In September 1995, Cathy Ostlere’s family gathered in Calgary to celebrate the 36th birthday of her younger brother David. The birthday boy himself wasn’t there, but that was hardly unusual: it had become a family tradition for David, stricken by wanderlust, to call home on his birthday from wherever he was in the world to touch base with his family and celebrate in absentia.
That year, however, David didn’t call, and only Cathy knew why. Weeks before, David had sworn his sister to secrecy: he and his girlfriend Sarah were planning a sailing trip from Ireland to Madeira and didn’t want to worry his parents. As the weeks went by without any word from David, however, Ostlere was eventually forced to divulge the secret. And when it was determined that David and Sarah were lost at sea, she was nearly overwhelmed by the guilt of maintaining her silence for as long as she did.
Those two threads – the disappearance of David and Sarah, and Ostlere’s emotional reaction to it – comprise Ostlere’s memoir. Ostlere explores the aftermath of a family’s tragedy with a startling emotional candour; Lost is much more By Grand Central Station I Sat Down and Wept than The Perfect Storm or The Godforsaken Sea.

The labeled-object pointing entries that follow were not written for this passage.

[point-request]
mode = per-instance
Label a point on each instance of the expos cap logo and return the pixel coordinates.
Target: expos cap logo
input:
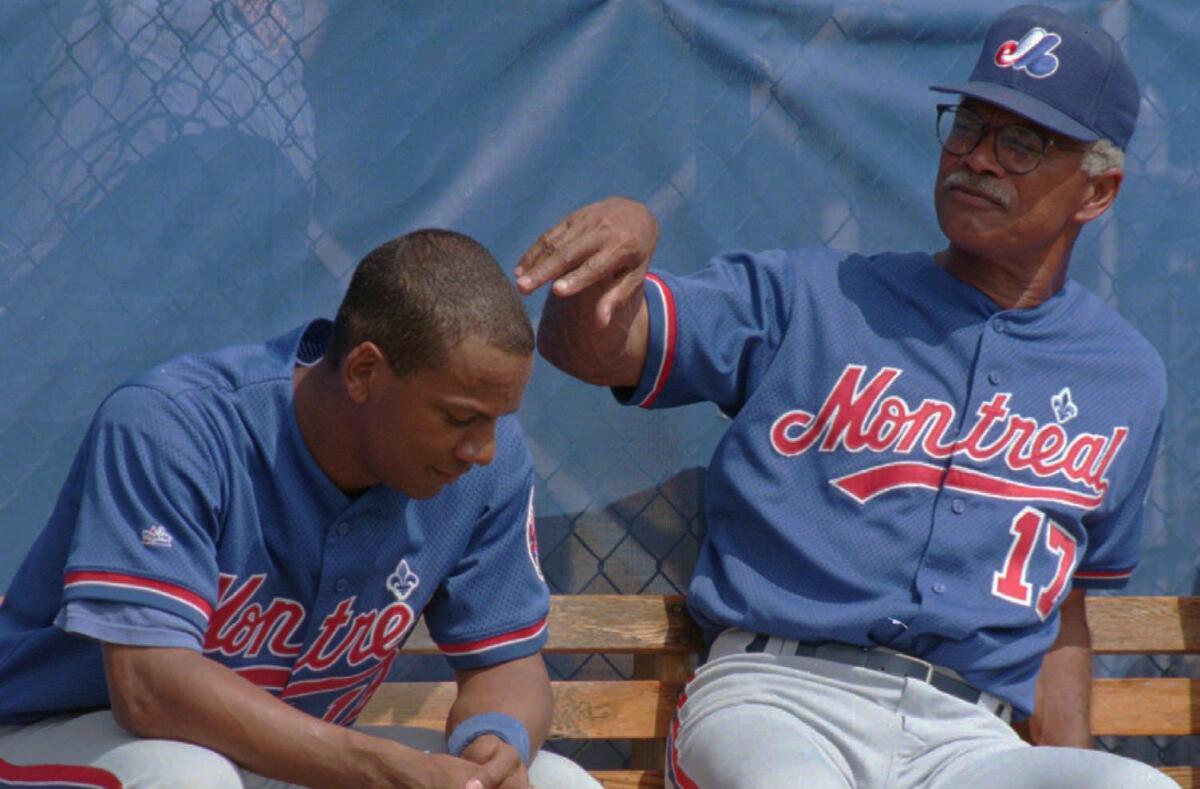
(1033, 53)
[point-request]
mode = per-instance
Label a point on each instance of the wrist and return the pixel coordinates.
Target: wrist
(505, 727)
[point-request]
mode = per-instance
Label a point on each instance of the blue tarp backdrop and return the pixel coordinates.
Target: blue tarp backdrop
(177, 176)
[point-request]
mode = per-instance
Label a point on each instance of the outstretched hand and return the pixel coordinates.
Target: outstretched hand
(499, 762)
(599, 252)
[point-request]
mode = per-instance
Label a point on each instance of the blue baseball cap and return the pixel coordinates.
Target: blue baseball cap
(1057, 72)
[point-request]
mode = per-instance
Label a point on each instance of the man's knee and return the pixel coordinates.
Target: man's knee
(552, 770)
(148, 764)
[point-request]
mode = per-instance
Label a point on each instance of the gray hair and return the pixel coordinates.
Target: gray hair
(1102, 156)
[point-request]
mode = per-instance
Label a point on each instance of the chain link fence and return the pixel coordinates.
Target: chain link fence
(177, 176)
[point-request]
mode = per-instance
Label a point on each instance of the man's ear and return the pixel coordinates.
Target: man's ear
(360, 367)
(1102, 191)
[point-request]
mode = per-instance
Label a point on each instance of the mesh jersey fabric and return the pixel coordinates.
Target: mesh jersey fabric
(907, 464)
(193, 509)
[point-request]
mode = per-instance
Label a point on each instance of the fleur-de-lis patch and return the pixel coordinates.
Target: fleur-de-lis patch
(1065, 410)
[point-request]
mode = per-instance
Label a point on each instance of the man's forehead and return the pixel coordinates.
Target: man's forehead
(996, 114)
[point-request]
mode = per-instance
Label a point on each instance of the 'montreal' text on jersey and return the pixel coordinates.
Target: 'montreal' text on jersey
(858, 417)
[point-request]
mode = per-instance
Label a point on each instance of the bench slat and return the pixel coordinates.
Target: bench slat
(1135, 625)
(1187, 777)
(645, 624)
(583, 710)
(610, 624)
(642, 709)
(630, 778)
(1145, 706)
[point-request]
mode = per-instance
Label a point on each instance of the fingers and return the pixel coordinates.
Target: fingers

This is problematic, however. By framing the story with the mystery of what happened to David and Sarah, Ostlere creates certain expectations. The intensely personal and often revelatory nature of the memoir, in particular the repercussions on her family, her marriage, and her soul, feels self-indulgent and out of place, a sense that is furthered by the often excessive quality of the writing. (“My hand goes to the window. A daughter’s fingers reaching for a thousand lights. Who is lost? And who will be found, on this chance of land?”) Too often one feels she is wallowing in her own emotional life and giving the disappearance, the ostensible subject of the book, short shrift.
There is certainly some fine writing in Lost, and Ostlere’s honesty and forthrightness are both hard-won and tremendously affecting, but the memoir’s construction results in a book that is substantially less than the sum of its parts.